Женственность. О роли женского начала в нравственной жизни человека - Я. А. Мильнер-Иринин


Женственность. О роли женского начала в нравственной жизни человека читать книгу онлайн
Книга посвящена теории и практике нравственной жизни человека – его человечности. Человечность женщины, нравственно себя образующей, в определении автора есть женственность. Человечность же мужчины, нравственно себя образующего, есть мужественность. Женственность и мужественность взаимно дополняют понятие человечности. Но роль женщины в сравнении с мужчиной в нравственной жизни человека более значительна благодаря особенностям женского существа, женской доброты в частности. В доброте женщины с огромной сосредоточенной силой проявляются и все остальные черты женственности: утонченное изящество женщины, ее покоряющая нежность, ее обаятельная застенчивость, ее беспредельная преданность в любви, венчающаяся в великом чувстве материнства.
Текст книги и послесловия приводятся в авторской редакции.

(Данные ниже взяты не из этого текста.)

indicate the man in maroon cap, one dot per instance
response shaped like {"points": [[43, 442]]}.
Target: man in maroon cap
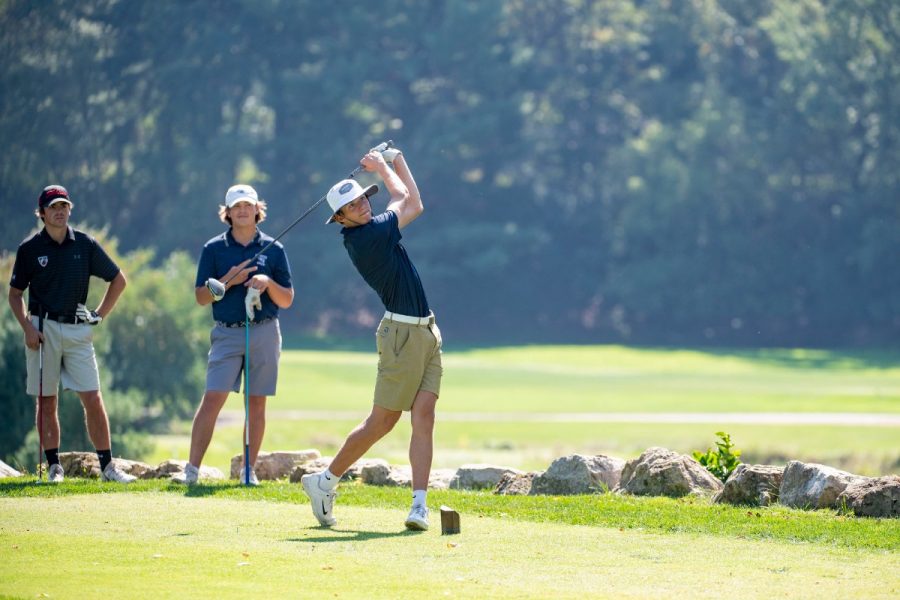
{"points": [[55, 265]]}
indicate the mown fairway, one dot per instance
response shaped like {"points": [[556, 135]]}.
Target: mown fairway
{"points": [[524, 406], [158, 540]]}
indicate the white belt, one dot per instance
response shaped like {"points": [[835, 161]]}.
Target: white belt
{"points": [[406, 319]]}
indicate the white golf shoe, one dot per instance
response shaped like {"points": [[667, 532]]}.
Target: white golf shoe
{"points": [[418, 518], [189, 476], [322, 502], [113, 473], [253, 480], [55, 474]]}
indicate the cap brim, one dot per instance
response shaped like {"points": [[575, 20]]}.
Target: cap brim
{"points": [[249, 199]]}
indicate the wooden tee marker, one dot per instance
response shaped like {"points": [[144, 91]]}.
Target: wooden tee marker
{"points": [[449, 521]]}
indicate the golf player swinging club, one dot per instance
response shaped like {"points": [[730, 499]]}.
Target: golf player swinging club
{"points": [[217, 288]]}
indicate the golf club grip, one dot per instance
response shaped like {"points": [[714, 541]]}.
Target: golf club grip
{"points": [[380, 148]]}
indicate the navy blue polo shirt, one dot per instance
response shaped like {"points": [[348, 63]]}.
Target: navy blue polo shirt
{"points": [[381, 259], [57, 275], [223, 252]]}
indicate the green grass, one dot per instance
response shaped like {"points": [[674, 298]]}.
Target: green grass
{"points": [[154, 540], [525, 382], [612, 379]]}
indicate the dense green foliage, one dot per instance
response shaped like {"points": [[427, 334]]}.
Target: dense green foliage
{"points": [[671, 172], [722, 461]]}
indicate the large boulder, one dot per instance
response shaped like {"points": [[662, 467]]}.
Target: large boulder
{"points": [[661, 472], [168, 469], [751, 485], [516, 484], [87, 465], [810, 485], [7, 471], [274, 465], [578, 474], [873, 497], [480, 476]]}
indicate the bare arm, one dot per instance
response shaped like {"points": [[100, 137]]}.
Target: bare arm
{"points": [[236, 275], [406, 205], [113, 291], [414, 206], [33, 337]]}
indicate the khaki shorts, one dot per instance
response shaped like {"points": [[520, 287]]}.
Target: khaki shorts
{"points": [[409, 361], [68, 357]]}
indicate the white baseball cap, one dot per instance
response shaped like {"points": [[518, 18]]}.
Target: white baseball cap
{"points": [[240, 193], [344, 192]]}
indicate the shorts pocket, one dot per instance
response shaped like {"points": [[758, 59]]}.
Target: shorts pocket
{"points": [[401, 337]]}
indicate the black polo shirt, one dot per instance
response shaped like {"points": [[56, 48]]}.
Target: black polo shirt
{"points": [[223, 252], [57, 276]]}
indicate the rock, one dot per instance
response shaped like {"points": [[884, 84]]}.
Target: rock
{"points": [[873, 497], [661, 472], [810, 485], [87, 465], [169, 468], [577, 474], [7, 471], [515, 484], [480, 476], [751, 485], [274, 465]]}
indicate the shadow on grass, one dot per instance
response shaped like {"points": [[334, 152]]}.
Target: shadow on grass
{"points": [[350, 535]]}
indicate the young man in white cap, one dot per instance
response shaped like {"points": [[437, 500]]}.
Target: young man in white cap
{"points": [[408, 340], [56, 265], [266, 284]]}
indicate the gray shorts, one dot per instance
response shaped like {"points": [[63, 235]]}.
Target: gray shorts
{"points": [[225, 369], [68, 358]]}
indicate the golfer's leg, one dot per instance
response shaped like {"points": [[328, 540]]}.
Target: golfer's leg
{"points": [[205, 423], [421, 443], [50, 425], [95, 419], [257, 426], [377, 425]]}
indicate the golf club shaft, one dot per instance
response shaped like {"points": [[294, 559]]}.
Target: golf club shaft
{"points": [[380, 148], [40, 414], [247, 399]]}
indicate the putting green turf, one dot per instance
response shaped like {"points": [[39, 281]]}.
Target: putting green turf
{"points": [[158, 545], [522, 382]]}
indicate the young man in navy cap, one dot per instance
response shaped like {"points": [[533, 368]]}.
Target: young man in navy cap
{"points": [[265, 285], [408, 340], [56, 265]]}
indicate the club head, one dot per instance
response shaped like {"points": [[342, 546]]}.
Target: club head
{"points": [[216, 288]]}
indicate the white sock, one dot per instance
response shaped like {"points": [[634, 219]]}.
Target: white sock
{"points": [[328, 480]]}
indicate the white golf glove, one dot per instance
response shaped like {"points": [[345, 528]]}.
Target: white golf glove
{"points": [[252, 300], [390, 154], [85, 315]]}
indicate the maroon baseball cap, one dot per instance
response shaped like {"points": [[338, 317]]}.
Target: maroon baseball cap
{"points": [[51, 193]]}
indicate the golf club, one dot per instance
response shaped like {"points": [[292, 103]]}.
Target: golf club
{"points": [[40, 400], [217, 288], [247, 398]]}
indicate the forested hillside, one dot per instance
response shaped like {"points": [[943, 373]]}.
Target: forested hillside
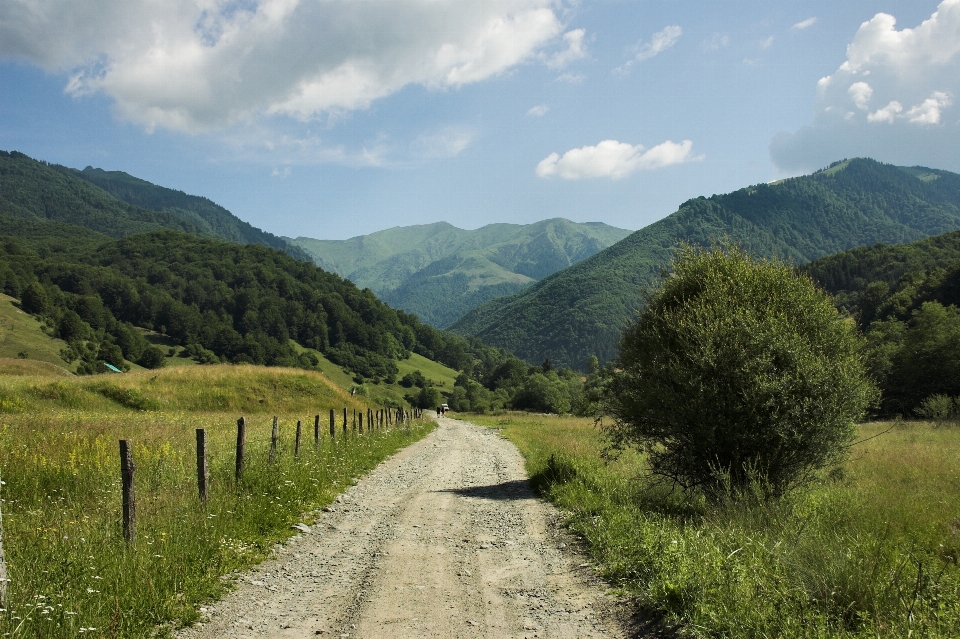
{"points": [[207, 215], [579, 312], [116, 204], [440, 272], [223, 301], [906, 299]]}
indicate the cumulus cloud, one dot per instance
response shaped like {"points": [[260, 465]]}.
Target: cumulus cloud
{"points": [[892, 98], [614, 160], [659, 42], [575, 50], [195, 65]]}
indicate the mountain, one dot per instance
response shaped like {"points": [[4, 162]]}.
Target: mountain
{"points": [[439, 272], [580, 311], [116, 204]]}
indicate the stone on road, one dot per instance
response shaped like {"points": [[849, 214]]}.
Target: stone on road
{"points": [[444, 539]]}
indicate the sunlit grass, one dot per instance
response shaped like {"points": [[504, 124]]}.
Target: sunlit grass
{"points": [[71, 570], [871, 550]]}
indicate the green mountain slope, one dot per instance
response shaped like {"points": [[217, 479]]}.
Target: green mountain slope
{"points": [[580, 311], [116, 204], [205, 214], [440, 272]]}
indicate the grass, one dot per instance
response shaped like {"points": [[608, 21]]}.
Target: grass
{"points": [[71, 571], [871, 550], [20, 332]]}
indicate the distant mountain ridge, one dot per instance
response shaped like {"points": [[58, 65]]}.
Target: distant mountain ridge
{"points": [[117, 204], [439, 272], [581, 310]]}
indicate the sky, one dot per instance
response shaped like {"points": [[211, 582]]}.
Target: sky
{"points": [[336, 118]]}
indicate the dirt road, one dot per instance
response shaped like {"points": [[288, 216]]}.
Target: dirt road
{"points": [[444, 539]]}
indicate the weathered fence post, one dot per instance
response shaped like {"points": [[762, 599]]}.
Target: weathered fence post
{"points": [[202, 473], [129, 496], [3, 564], [296, 446], [241, 445], [274, 436]]}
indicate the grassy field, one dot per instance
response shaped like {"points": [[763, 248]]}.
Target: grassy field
{"points": [[869, 551], [72, 572]]}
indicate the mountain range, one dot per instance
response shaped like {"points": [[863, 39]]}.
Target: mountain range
{"points": [[580, 311], [439, 272]]}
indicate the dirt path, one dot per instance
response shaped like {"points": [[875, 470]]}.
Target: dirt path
{"points": [[444, 539]]}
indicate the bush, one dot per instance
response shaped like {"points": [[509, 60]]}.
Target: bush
{"points": [[738, 374]]}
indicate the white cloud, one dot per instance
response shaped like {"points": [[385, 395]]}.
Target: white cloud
{"points": [[195, 65], [659, 42], [886, 114], [902, 82], [860, 93], [574, 51], [613, 159], [716, 41], [572, 78], [442, 144]]}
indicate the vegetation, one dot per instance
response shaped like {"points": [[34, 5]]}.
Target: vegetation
{"points": [[440, 272], [71, 571], [580, 311], [869, 551], [737, 374], [905, 299]]}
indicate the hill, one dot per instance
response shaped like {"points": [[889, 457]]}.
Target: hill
{"points": [[579, 312], [115, 204], [439, 272]]}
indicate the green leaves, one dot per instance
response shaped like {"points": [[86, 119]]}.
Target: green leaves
{"points": [[737, 372]]}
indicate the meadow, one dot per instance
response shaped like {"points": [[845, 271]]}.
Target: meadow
{"points": [[869, 550], [71, 571]]}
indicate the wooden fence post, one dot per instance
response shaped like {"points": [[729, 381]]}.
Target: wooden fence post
{"points": [[129, 496], [274, 436], [202, 473], [241, 445], [3, 564], [296, 446]]}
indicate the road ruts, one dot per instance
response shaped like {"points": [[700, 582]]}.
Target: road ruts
{"points": [[444, 539]]}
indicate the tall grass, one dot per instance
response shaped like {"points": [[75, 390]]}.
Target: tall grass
{"points": [[871, 550], [71, 571]]}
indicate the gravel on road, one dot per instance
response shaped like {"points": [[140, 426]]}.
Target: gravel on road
{"points": [[444, 539]]}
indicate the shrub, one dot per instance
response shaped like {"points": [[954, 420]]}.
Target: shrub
{"points": [[737, 374]]}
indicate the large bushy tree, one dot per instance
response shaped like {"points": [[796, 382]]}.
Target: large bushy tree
{"points": [[738, 371]]}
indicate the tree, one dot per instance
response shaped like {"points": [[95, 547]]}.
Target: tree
{"points": [[738, 373]]}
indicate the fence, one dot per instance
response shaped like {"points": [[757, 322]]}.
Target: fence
{"points": [[375, 421]]}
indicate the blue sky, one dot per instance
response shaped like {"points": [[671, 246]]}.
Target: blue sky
{"points": [[335, 118]]}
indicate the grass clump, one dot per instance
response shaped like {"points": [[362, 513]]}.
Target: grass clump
{"points": [[71, 570], [869, 550]]}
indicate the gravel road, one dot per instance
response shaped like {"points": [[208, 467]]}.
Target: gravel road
{"points": [[444, 539]]}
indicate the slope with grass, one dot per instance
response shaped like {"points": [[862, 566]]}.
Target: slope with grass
{"points": [[439, 272], [71, 571], [580, 311], [869, 550]]}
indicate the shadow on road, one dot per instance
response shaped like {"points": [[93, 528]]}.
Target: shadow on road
{"points": [[508, 490]]}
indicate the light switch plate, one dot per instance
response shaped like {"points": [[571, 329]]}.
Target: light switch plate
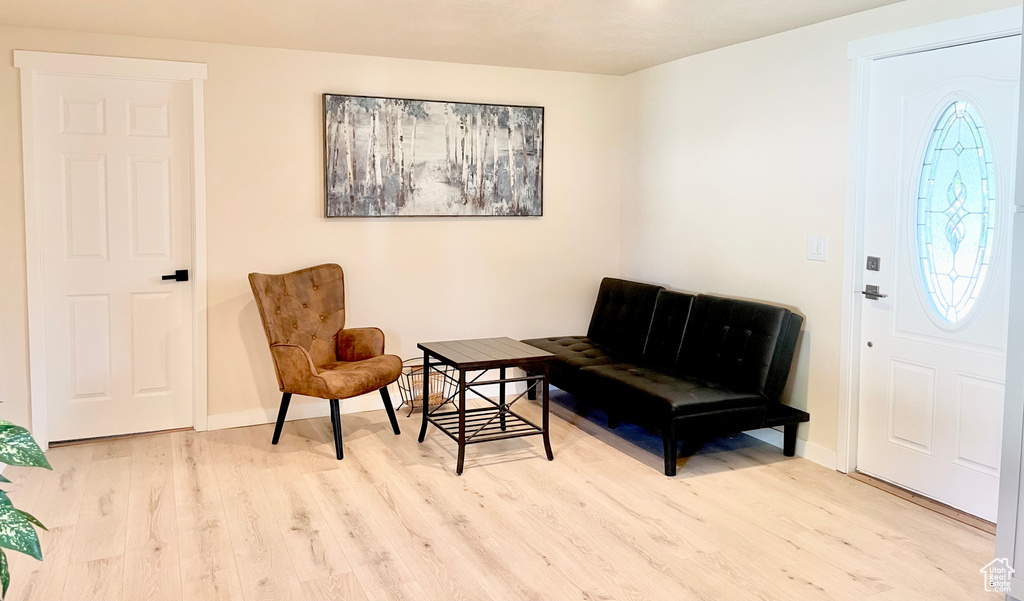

И с научной, и с общечеловеческой точек зрения книга актуальна и может быть интересна широкому кругу читателей.
The book is devoted to the theory and the practice of people’s moral life, that is their humaneness. According to the author the womanhood is the humaneness of a woman who has been forming herself ethically. And the humaneness of an ethically self-forming man is the manliness. The womanhood and the manliness are the mutual complement of the conception of the humaneness. But the woman’s part in comparison with the man’s is much more significance due to the features of the woman’s essence, particularly the woman’s goodness. It is the goodness that with enormous concentrated power has been manifesting all the womanhood features, such as woman’s refined grace, her conquering tenderness, her charming bashfulness, her infinite devotion to the love whose crown is the great sense of the motherhood.
The book is published in the author’s edition.
From both scientific and common to all mankind standpoint the book is topical and interesting to the wide readership.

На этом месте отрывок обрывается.